Mark Turner, GMB Branch Secretary, said: “I’ve never seen such a solid group of workers and this shows that they will do whatever it takes to protect themselves from Conservative pay cuts.
“GMB has had meetings with the opposition Labour and Green parties who support the workers. At the same time Mary Mears, the leader of the Conservative administration which is trying to implement the cuts, has hit the bunker and is not responding to emails or requests for a meeting.
“We are calling for the residents of Brighton and Hove to let Mary Mears know that she cannot stay in hiding and needs to bring a decent offer to the negotiating table or she will face the wrath of voters when the streets turn to chaos.”
The pay cuts were also today condemned by Simon Burgess, Labour and Co-operative Party candidate for Brighton Kemptown at the next general election.
He said on his blog: “I am sure the overwhelming majority of people in this city feel as disgusted as I do.
“The council leader needs to get her hands dirty and sort this out in a way that is fair to the low-paid. We should not be on the verge of seeing industrial action. This should have been sorted weeks ago.”
However, the council defended its position.
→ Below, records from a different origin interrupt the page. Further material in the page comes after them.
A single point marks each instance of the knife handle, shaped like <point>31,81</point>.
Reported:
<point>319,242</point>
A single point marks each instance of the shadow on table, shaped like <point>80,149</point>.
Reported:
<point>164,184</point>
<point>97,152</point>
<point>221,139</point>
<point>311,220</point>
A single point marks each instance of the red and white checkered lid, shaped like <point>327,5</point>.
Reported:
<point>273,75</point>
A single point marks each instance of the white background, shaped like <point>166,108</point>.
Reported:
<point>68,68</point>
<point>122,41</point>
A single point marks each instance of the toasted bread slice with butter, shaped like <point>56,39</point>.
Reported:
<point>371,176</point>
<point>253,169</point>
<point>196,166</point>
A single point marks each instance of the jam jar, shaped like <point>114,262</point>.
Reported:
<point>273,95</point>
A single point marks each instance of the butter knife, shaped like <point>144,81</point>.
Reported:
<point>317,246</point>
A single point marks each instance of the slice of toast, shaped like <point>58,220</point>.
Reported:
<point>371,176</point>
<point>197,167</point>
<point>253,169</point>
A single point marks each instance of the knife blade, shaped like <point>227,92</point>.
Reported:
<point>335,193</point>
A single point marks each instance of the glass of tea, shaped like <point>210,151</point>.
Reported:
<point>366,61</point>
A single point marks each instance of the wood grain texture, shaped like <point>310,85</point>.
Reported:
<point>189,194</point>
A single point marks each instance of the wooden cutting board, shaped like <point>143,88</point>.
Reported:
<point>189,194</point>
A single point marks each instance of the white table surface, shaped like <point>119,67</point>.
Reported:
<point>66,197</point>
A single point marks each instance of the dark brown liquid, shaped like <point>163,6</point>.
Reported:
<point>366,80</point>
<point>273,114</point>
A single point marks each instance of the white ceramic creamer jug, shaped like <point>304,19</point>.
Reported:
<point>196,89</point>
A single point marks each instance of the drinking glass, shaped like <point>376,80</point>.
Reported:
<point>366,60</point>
A spokesman said: “This issue is about the council’s legal and moral duty to pay employees fairly without passing on unnecessary costs to the council taxpayer.
“We have had productive talks with the unions up to this point about how to fulfil this duty and we are disappointed the GMB has taken its members out on strike while the council is prepared to continue negotiations.
“There will, undoubtedly, be some disruption to rubbish collections over the days of the strike if it goes ahead and the week that follows but we will do our utmost to minimise any delays in collections.
“We’d ask residents’ patience during this period and we remain hopeful we can resume talks with the GMB.”
The council is making the changes to its pay structure to protect it against legal action based on equality laws.
In March, more than 3,000 workers were given backpayments of up to £20,000 to compensate them for years of low wages.